Andy gives me an indulgent smile and for the next ten minutes lectures me on the myths of what he calls the deinstitutionalization movement.
“You get all these Utopia training models like this,” he says, pointing at his book, “but it’s not the real world. What good does it do to put a nonverbal, severely retarded man in a group home? There’s no place for people like that in American society. Retarded people are, by definition, the losers, the bottom of the barrel, in a country that insists on competition from the moment a child is born. Sure, the mildly retarded can learn enough adaptive behavior to get by, but the Homers of the world don’t fit in anywhere. In a consumer society people like him won’t ever be accepted because they don’t have any value.”

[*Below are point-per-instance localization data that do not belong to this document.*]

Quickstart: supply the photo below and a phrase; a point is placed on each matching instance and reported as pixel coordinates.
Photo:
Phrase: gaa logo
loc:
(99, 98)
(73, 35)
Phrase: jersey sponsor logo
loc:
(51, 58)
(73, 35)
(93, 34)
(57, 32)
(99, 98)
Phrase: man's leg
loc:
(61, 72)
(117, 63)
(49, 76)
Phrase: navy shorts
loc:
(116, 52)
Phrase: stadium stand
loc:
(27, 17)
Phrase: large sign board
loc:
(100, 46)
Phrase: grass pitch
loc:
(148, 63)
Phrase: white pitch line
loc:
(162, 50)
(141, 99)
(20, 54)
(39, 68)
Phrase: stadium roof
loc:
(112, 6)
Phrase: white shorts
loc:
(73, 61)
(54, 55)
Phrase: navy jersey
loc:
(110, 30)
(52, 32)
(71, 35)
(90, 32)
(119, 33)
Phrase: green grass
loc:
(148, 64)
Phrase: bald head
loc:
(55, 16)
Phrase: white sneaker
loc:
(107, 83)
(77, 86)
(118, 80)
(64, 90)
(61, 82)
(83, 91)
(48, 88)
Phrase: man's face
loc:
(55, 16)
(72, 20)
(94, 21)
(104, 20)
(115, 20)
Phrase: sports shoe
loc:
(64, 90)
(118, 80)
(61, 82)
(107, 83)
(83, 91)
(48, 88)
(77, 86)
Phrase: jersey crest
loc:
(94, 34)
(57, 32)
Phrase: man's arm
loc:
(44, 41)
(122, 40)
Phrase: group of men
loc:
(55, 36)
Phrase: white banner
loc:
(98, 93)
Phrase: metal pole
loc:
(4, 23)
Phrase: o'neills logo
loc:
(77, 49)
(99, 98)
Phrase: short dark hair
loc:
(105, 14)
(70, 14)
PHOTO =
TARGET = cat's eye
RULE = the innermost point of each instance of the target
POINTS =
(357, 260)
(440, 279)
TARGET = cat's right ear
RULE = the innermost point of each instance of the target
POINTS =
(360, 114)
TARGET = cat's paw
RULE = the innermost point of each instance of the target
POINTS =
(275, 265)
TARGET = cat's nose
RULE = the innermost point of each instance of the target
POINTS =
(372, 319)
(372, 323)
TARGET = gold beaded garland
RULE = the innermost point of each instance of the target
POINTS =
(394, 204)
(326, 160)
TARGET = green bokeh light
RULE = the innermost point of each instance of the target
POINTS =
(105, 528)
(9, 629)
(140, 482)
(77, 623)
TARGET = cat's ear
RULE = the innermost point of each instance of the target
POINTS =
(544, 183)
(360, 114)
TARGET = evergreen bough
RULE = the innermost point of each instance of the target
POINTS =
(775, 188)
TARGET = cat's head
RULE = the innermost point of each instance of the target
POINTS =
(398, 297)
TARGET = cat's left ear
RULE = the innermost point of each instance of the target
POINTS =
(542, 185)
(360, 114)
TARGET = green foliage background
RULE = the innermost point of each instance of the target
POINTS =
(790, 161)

I nod, more interested in the emotion in his voice than in what he is saying. I’ll be the first to admit I don’t want Homer moving in next to me. The price of real estate in my neighborhood is already low enough without having to worry about Homer coming over to peep in Sarah’s window. What I want a jury to hear, though, is that Andy cares about these people even if they don’t. And it won’t
hurt if they agree with him.
All Andy was trying to do was stop this child from mutilating herself-he wasn’t trying to move her into the half-million-dollar homes overlooking the Arkansas River. To get him to talk more, I deliberately bait him.
“You don’t sound too liberal on this subject. I thought you’d tell me that retarded people were like blacks-just give ‘em a chance to show they’re regular folks.”
Andy gives me a look that reminds me of the first time I talked to him in my office: Is this white asshole educable?
“The people who write these books and lead these movements are basically ideologues, no matter how much they’ve worked with the develop mentally disabled. It doesn’t matter whether you call them liberals or conservatives. They have this grand vision of how things ought to be. Frankly, I think they’re dangerous as hell,” he says, softly slapping the table in front of him.
Feigning disapproval, I cross my arms in front of me, anxious to keep him going. A jury has got to be made to see the guy’s no Dr. Strangelove rubbing his hands with glee at the thought of Armageddon. Down deep, Andy is paternalistic He just wants to stay down on the farm and take care of his retarded folks. He is probably deeply conservative, like most Arkansans. If so, I want to exploit that identification at the trial.
“You’re going to play into the prosecutor’s hands,” I say, believing just the opposite.
“She’s going to try to paint you as a real Neanderthal, the kind of professional who’s keeping Arkansas in the Dark Ages. Shocking defenseless children, keeping them locked up in institutions.”
Andy stands up and looks out his window. I can’t see what he is looking at, but probably he is staring off into the woods.
He says, after a long pause, ” You really think desegregation, when you weigh the pluses and minuses, has benefited most blacks? Look at where a lot of blacks are in the average school. Special ed. The slow classes. Or out of school hanging out, getting stoned on drugs and killing each other. In the United States there can only be so many winners. For whatever reason blacks aren’t ever going to win in America.